Lantignié in the Beaujolais region of France
© Jon Arnold/Danita Delimon
It's Beaujolais Nouveau Day!. Le Beaujolais Nouveau est arrivé!
'Bring us some fresh wine! The freshest you've got - this year! No more of this old stuff.' Steve Martin was joking when his character in The Jerk asked for fresh wine - or could he have been talking about Beaujolais Nouveau? The red wine, produced in France’s Beaujolais region, is fermented for just a few weeks and doesn’t need to be aged in barrels before it's sold, from the third Thursday of every November. It’s a light-bodied red wine, with relatively high amounts of acidity. South of Burgundy, the Beaujolais region has a relatively warm climate so Cabernet Sauvignon, Pinot Noir and other famous French grapes don't grow well there. But the fruity grape variety Gamay grows vigorously in Beaujolais and is used to make Beaujolais Nouveau.
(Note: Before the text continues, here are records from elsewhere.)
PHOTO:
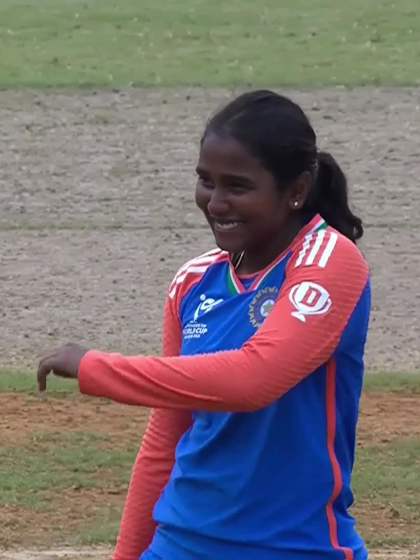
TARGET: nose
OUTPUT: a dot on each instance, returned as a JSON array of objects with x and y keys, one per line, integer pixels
[{"x": 218, "y": 204}]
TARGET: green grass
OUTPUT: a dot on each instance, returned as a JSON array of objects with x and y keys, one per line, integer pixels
[
  {"x": 31, "y": 475},
  {"x": 304, "y": 43},
  {"x": 398, "y": 382},
  {"x": 387, "y": 477},
  {"x": 19, "y": 381},
  {"x": 47, "y": 464}
]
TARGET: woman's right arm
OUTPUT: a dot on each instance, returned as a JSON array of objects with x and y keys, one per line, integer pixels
[{"x": 154, "y": 461}]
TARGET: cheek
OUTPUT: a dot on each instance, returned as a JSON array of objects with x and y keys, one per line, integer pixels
[{"x": 202, "y": 197}]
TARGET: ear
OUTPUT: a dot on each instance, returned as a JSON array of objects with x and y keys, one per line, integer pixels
[{"x": 299, "y": 191}]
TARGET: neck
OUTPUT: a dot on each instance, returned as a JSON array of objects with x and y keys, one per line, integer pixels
[{"x": 254, "y": 259}]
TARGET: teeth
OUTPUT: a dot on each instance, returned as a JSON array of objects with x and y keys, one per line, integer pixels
[{"x": 226, "y": 225}]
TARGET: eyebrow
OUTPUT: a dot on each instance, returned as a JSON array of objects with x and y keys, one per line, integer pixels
[{"x": 226, "y": 176}]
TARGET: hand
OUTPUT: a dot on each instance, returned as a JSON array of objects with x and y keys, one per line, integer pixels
[{"x": 64, "y": 361}]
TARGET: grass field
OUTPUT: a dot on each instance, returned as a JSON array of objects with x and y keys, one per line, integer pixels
[
  {"x": 65, "y": 461},
  {"x": 81, "y": 43},
  {"x": 70, "y": 457}
]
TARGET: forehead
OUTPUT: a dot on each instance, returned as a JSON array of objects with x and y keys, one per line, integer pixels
[{"x": 224, "y": 154}]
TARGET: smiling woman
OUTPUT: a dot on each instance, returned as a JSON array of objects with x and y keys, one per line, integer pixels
[{"x": 250, "y": 447}]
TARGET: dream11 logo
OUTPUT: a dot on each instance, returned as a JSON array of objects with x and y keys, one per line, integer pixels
[{"x": 309, "y": 298}]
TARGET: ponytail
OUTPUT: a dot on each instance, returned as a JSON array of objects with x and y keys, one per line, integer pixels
[{"x": 329, "y": 198}]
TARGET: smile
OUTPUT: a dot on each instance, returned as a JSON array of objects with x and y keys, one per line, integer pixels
[{"x": 225, "y": 226}]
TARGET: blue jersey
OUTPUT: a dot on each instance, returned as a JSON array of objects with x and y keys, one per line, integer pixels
[
  {"x": 273, "y": 373},
  {"x": 274, "y": 484}
]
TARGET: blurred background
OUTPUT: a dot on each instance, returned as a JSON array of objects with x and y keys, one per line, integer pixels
[{"x": 102, "y": 105}]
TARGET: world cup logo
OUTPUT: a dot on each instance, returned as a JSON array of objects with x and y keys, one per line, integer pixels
[{"x": 309, "y": 298}]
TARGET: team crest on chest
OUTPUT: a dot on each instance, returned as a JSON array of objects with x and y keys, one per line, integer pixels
[{"x": 262, "y": 305}]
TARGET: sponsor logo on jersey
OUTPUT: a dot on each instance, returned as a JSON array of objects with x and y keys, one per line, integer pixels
[
  {"x": 262, "y": 305},
  {"x": 206, "y": 304},
  {"x": 309, "y": 298},
  {"x": 194, "y": 328}
]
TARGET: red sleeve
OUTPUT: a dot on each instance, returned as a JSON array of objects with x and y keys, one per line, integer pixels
[
  {"x": 154, "y": 461},
  {"x": 301, "y": 333}
]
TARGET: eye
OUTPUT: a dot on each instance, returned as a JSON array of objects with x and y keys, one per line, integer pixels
[{"x": 205, "y": 182}]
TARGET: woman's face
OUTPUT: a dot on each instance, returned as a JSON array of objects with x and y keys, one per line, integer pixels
[{"x": 240, "y": 198}]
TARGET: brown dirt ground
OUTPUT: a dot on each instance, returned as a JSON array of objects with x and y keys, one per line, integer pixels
[{"x": 97, "y": 213}]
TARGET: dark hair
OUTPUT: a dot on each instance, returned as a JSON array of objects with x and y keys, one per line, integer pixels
[{"x": 276, "y": 131}]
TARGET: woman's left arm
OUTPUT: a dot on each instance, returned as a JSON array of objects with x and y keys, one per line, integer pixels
[{"x": 301, "y": 333}]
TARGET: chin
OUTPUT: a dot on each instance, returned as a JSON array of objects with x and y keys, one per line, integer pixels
[{"x": 229, "y": 245}]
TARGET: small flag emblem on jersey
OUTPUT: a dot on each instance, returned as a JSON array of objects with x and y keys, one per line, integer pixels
[{"x": 309, "y": 298}]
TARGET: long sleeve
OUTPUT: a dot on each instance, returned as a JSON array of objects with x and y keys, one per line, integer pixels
[
  {"x": 301, "y": 333},
  {"x": 154, "y": 462}
]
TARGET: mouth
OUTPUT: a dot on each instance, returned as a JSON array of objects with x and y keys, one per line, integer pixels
[{"x": 226, "y": 225}]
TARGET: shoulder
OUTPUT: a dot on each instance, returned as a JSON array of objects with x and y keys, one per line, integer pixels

Beaujolais Nouveau hit a peak of global popularity in the 1980s when it was heavily marketed. But there was a bit of a backlash against it in the 90s and early 2000s. In 2001, more than a million cases of French wine, most of it Beaujolais Nouveau, were destroyed or distilled into hard spirits due to overproduction, shoddy winemaking and poor sales. (It couldn't be stockpiled because the wine doesn't age well due to a lack of tannins and should be drunk within six months.) More recently, supply and demand have evened out and its release is celebrated with parties and festivals.